We all of us look for the path to a useful life in the service of God’s promise and invitation, in whatever form it is offered to us. We want to save. But we also need to be saved. That poor lost young private stands for all of us. We all of us can be weak, foolish and irresponsible, but then, by the strangest combinations of unexpected holy events and holy energies, we also can be brought into the possibility of new life. Whatever does God see in us? Why would he invite us into his innermost life? But He does. Our lives can be set in new directions and we can be given a place in the family of God. The needs we see and the needs we have are God’s call to us: A hospital visit, an invitation issued, can become the occasion of a life-changing friendship. Mercy has many faces.
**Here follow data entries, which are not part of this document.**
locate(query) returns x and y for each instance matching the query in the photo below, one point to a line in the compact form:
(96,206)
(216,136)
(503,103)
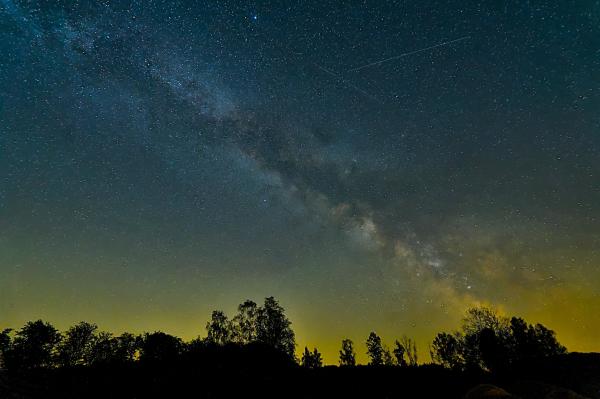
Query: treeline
(486,341)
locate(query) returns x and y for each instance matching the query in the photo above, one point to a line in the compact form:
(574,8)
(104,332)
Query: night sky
(161,159)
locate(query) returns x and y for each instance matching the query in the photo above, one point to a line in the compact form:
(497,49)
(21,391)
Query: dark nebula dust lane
(373,166)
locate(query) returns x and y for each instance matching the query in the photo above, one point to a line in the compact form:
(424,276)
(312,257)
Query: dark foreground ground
(569,376)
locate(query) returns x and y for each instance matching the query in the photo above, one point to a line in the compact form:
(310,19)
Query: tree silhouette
(5,345)
(446,350)
(410,347)
(490,342)
(531,342)
(388,359)
(127,347)
(75,348)
(312,359)
(347,354)
(245,322)
(158,347)
(219,328)
(34,346)
(399,352)
(103,350)
(374,349)
(274,328)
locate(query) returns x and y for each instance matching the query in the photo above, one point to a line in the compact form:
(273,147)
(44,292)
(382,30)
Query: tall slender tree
(374,349)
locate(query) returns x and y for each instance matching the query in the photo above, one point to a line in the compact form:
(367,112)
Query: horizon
(378,166)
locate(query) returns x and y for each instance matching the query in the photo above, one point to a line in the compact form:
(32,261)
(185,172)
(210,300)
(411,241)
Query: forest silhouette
(253,354)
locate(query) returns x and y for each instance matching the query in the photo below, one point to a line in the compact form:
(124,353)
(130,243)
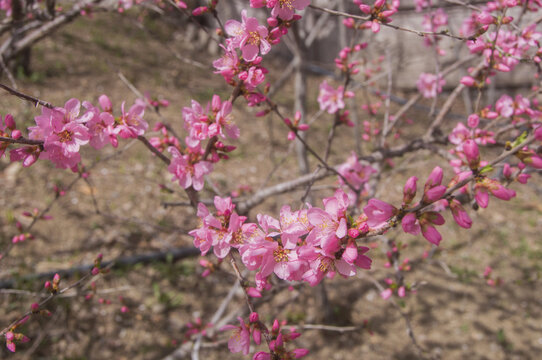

Who would have thought that one of them would be a piece of bureaucratic work left undone? The kindness of a wise superior can become the occasion of a life saved which could have been lost. Churches in conflict or laid low with grief: all these can occasion the blessed healing love and life of God.
Every human life is a mystery. We think we know each other. We think we know ourselves. We think we have a grip on what God wants. But God sees more in us than we can see. God’s love breaks in, God’s love breaks open our plans, God’s love sends us in different directions, God’s love involves us in each other in ways we can hardly imagine, let alone understand. This was, I think, a secret key to the mystery of Donald Austin Stivers’ life. It can be ours as well.